VIII - for fundada em erro de fato verificável do exame dos autos.

§ 1º Há erro de fato quando a decisão rescindenda admitir fato inexistente ou quando considerar inexistente fato efetivamente ocorrido, sendo indispensável, em ambos os casos, que o fato não represente ponto controvertido sobre o qual o juiz deveria ter se pronunciado.

§ 2º Nas hipóteses previstas nos incisos do caput , será rescindível a decisão transitada em julgado que, embora não seja de mérito, impeça:

I - nova propositura da demanda; ou

II - admissibilidade do recurso correspondente.

§ 3º A ação rescisória pode ter por objeto apenas 1 (um) capítulo da decisão.

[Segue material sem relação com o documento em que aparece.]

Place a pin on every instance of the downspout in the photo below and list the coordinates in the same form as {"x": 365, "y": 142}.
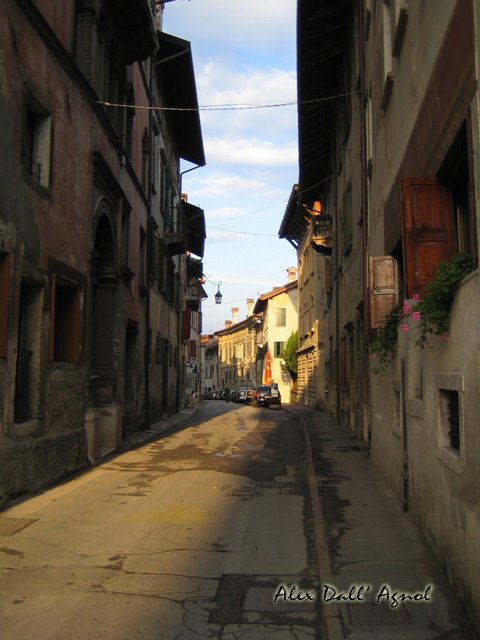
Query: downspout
{"x": 365, "y": 205}
{"x": 337, "y": 297}
{"x": 148, "y": 248}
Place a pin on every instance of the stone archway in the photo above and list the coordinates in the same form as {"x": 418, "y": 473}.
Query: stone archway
{"x": 105, "y": 410}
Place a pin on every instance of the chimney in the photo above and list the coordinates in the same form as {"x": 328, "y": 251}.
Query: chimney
{"x": 292, "y": 274}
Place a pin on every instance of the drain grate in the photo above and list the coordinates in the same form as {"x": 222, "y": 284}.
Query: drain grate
{"x": 9, "y": 526}
{"x": 377, "y": 614}
{"x": 261, "y": 599}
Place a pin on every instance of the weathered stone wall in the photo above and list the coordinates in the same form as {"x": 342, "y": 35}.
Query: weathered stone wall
{"x": 35, "y": 463}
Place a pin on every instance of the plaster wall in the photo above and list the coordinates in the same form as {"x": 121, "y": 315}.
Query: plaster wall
{"x": 288, "y": 301}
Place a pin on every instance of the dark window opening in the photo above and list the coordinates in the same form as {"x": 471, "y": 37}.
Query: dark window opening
{"x": 451, "y": 406}
{"x": 455, "y": 172}
{"x": 278, "y": 347}
{"x": 66, "y": 322}
{"x": 4, "y": 289}
{"x": 28, "y": 352}
{"x": 36, "y": 141}
{"x": 129, "y": 120}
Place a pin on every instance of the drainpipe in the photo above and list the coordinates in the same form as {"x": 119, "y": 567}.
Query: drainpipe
{"x": 404, "y": 435}
{"x": 337, "y": 282}
{"x": 148, "y": 248}
{"x": 365, "y": 206}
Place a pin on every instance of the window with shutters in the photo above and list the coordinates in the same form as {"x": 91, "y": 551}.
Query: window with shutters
{"x": 37, "y": 141}
{"x": 437, "y": 218}
{"x": 281, "y": 317}
{"x": 384, "y": 289}
{"x": 427, "y": 230}
{"x": 278, "y": 347}
{"x": 4, "y": 306}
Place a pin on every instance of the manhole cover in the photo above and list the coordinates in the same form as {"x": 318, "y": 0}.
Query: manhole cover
{"x": 373, "y": 613}
{"x": 262, "y": 599}
{"x": 8, "y": 526}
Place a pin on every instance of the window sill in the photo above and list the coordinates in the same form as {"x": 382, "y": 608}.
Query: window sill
{"x": 44, "y": 192}
{"x": 451, "y": 459}
{"x": 415, "y": 408}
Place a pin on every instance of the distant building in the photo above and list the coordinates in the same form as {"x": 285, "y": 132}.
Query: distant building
{"x": 279, "y": 312}
{"x": 237, "y": 353}
{"x": 94, "y": 234}
{"x": 209, "y": 364}
{"x": 388, "y": 190}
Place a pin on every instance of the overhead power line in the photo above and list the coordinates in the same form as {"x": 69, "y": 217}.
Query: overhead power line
{"x": 227, "y": 107}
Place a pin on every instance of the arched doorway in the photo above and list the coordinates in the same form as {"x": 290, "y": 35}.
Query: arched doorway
{"x": 104, "y": 330}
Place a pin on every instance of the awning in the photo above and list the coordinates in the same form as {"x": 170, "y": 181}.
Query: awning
{"x": 176, "y": 75}
{"x": 294, "y": 223}
{"x": 195, "y": 229}
{"x": 134, "y": 27}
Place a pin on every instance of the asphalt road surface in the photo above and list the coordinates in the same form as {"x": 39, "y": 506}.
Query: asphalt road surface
{"x": 188, "y": 537}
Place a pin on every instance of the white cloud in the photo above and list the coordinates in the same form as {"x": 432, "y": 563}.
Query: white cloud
{"x": 250, "y": 152}
{"x": 224, "y": 236}
{"x": 262, "y": 24}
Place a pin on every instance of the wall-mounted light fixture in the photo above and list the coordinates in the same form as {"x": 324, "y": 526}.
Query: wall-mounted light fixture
{"x": 218, "y": 295}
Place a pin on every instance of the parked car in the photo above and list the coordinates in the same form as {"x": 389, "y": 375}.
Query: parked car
{"x": 242, "y": 394}
{"x": 267, "y": 396}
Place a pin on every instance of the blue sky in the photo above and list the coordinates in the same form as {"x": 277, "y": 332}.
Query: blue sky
{"x": 244, "y": 53}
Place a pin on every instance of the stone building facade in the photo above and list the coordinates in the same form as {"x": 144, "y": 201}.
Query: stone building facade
{"x": 93, "y": 231}
{"x": 278, "y": 310}
{"x": 389, "y": 92}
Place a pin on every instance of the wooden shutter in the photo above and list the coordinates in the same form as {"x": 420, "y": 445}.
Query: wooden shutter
{"x": 4, "y": 289}
{"x": 427, "y": 227}
{"x": 186, "y": 323}
{"x": 384, "y": 293}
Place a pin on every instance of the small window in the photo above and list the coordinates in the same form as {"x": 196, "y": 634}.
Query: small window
{"x": 281, "y": 317}
{"x": 278, "y": 349}
{"x": 450, "y": 417}
{"x": 451, "y": 439}
{"x": 37, "y": 141}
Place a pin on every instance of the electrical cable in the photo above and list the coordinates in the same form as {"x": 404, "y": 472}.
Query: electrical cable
{"x": 228, "y": 107}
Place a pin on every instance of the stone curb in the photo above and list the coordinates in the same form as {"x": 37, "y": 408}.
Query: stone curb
{"x": 330, "y": 614}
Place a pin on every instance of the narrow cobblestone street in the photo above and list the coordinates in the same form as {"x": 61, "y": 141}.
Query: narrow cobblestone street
{"x": 192, "y": 535}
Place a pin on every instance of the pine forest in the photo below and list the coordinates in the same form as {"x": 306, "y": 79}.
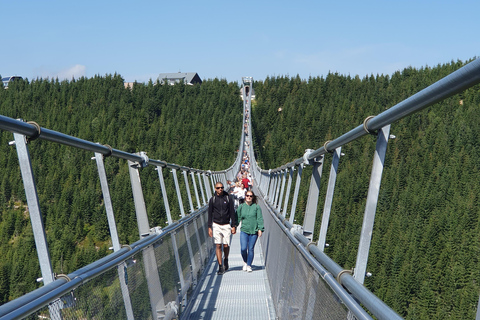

§ 4º Os atos de disposição de direitos, praticados pelas partes ou por outros participantes do processo e homologados pelo juízo, bem como os atos homologatórios praticados no curso da execução, estão sujeitos à anulação, nos termos da lei.

§ 5º Cabe ação rescisória, com fundamento no inciso V do caput deste artigo, contra decisão baseada em enunciado de súmula ou acórdão proferido em julgamento de casos repetitivos que não tenha considerado a existência de distinção entre a questão discutida no processo e o padrão decisório que lhe deu fundamento. (Incluído pela Lei nº 13.256, de 2016) (Vigência)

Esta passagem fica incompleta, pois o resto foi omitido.